Member: 2nd and 4th Lok Sabha,
- In office 1967–1971
- Preceded by: Kishen Pattanayak
- Succeeded by: Banamali Babu
- Constituency: Sambalpur
- In office 1957–1962
- Preceded by: Natabar Pandey
- Succeeded by: Kishen Pattanayak
- Constituency: Sambalpur

Member: Rajya Sabha
- In office 27 Sept. 1965 – 26 Feb. 1967 (resigned)

Personal details
- Born: 14 September 1914 Jharuapada, Sambalpur, Odisha
- Died: 5 January 1993 (aged 78)
- Party: Indian National Congress
- Other political affiliations: Ganatantra Parishad
- Spouse: Tapaswini Devi

= Shraddhakar Supakar =

Indian politician, social activist, and author

Shraddhakar Supakar (14 September 1914 – 5 January 1993) was a social activist, politician and writer. He was a member of Odisha Legislative Assembly, Lok Sabha and Rajya Sabha. Supakar was a lawyer by profession.

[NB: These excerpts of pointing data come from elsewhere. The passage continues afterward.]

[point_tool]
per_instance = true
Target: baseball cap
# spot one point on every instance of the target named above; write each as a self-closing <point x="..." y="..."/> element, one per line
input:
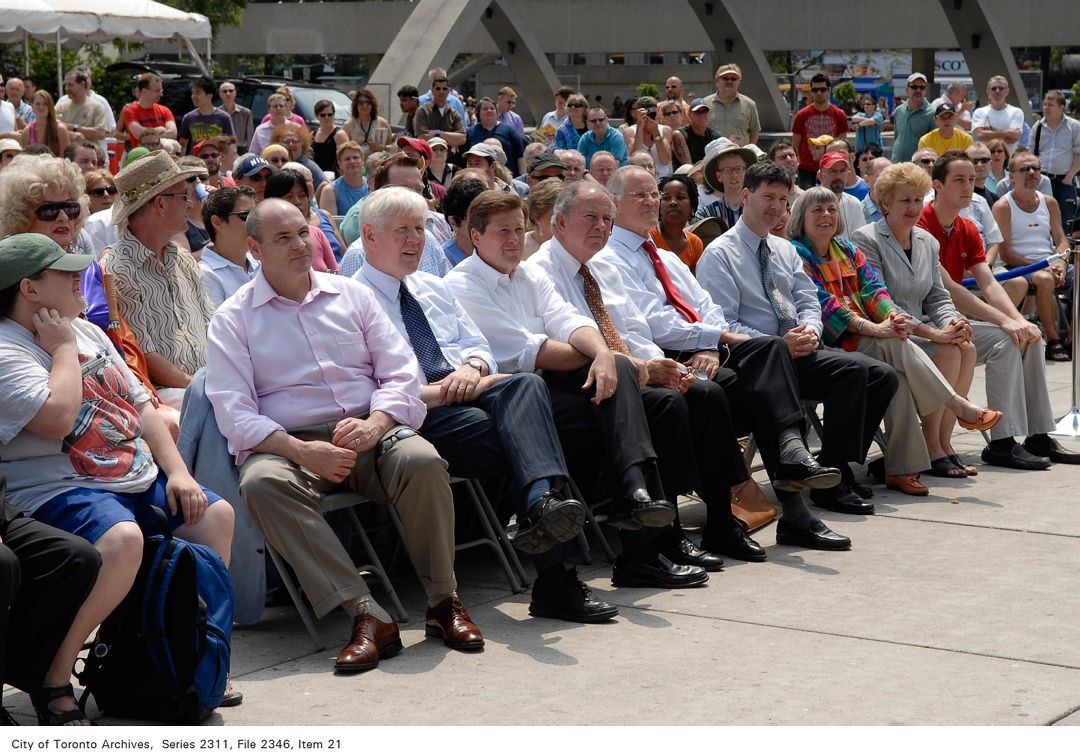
<point x="831" y="159"/>
<point x="417" y="144"/>
<point x="252" y="164"/>
<point x="27" y="254"/>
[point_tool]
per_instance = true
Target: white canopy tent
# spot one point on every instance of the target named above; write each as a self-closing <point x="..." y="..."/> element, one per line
<point x="132" y="21"/>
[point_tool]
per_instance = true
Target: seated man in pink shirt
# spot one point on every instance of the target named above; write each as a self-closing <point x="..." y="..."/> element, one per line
<point x="340" y="411"/>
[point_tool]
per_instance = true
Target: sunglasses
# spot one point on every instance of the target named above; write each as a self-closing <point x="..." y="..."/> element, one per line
<point x="50" y="211"/>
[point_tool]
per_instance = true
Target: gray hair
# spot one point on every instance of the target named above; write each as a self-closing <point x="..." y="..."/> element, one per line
<point x="812" y="197"/>
<point x="391" y="201"/>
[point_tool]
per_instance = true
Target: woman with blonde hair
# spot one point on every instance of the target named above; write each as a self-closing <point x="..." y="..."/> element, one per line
<point x="905" y="259"/>
<point x="860" y="315"/>
<point x="46" y="128"/>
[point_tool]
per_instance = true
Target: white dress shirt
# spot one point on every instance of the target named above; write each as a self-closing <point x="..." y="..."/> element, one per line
<point x="457" y="335"/>
<point x="670" y="330"/>
<point x="730" y="271"/>
<point x="516" y="312"/>
<point x="564" y="271"/>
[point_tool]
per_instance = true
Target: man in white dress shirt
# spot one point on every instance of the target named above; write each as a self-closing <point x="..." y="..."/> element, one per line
<point x="484" y="423"/>
<point x="595" y="395"/>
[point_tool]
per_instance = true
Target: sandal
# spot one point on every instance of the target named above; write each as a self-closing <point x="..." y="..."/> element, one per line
<point x="958" y="462"/>
<point x="944" y="468"/>
<point x="985" y="418"/>
<point x="46" y="715"/>
<point x="1056" y="351"/>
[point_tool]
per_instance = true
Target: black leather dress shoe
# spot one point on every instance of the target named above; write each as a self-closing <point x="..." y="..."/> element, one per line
<point x="648" y="511"/>
<point x="564" y="596"/>
<point x="549" y="522"/>
<point x="841" y="499"/>
<point x="818" y="537"/>
<point x="734" y="543"/>
<point x="1015" y="457"/>
<point x="686" y="552"/>
<point x="659" y="573"/>
<point x="1045" y="446"/>
<point x="807" y="473"/>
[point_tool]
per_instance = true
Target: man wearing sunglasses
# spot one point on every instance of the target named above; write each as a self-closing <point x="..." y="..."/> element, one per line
<point x="912" y="120"/>
<point x="731" y="113"/>
<point x="818" y="118"/>
<point x="999" y="119"/>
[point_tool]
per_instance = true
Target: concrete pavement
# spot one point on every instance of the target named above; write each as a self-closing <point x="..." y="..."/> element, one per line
<point x="958" y="608"/>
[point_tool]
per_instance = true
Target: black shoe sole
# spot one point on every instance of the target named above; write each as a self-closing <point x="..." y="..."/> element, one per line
<point x="561" y="614"/>
<point x="562" y="524"/>
<point x="826" y="481"/>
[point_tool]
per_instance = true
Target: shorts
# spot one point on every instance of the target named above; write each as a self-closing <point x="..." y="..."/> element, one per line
<point x="90" y="513"/>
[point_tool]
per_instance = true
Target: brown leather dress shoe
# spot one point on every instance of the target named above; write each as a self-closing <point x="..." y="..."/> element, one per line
<point x="372" y="641"/>
<point x="449" y="620"/>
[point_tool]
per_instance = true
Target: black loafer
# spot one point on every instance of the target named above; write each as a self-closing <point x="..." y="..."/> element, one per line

He was associated in different capacities with many educational institutions and Universities. He was also a member of Odisha Text Book Committee during 1939–41. A firm believer in civil liberties, Supakar was Chairman of Reception Committee, All India Civil Liberties Conference, Cuttack Session held in 1954.

== Political Activity ==
Shraddhakar Supakar was an elected member of Odisha Legislative Assembly during 1952-56 and 1985-1990 representing Redhakhol and Sambalpur constituency. He served as Leader of Opposition during 1952-56 and as pro tem speaker in 1985. He was an elected member of the Second and Fourth Lok Sabha during 1957-62 and 1967-70 representing Sambalpur constituency of Odisha. He was also a member of Rajya Sabha during 1965–67.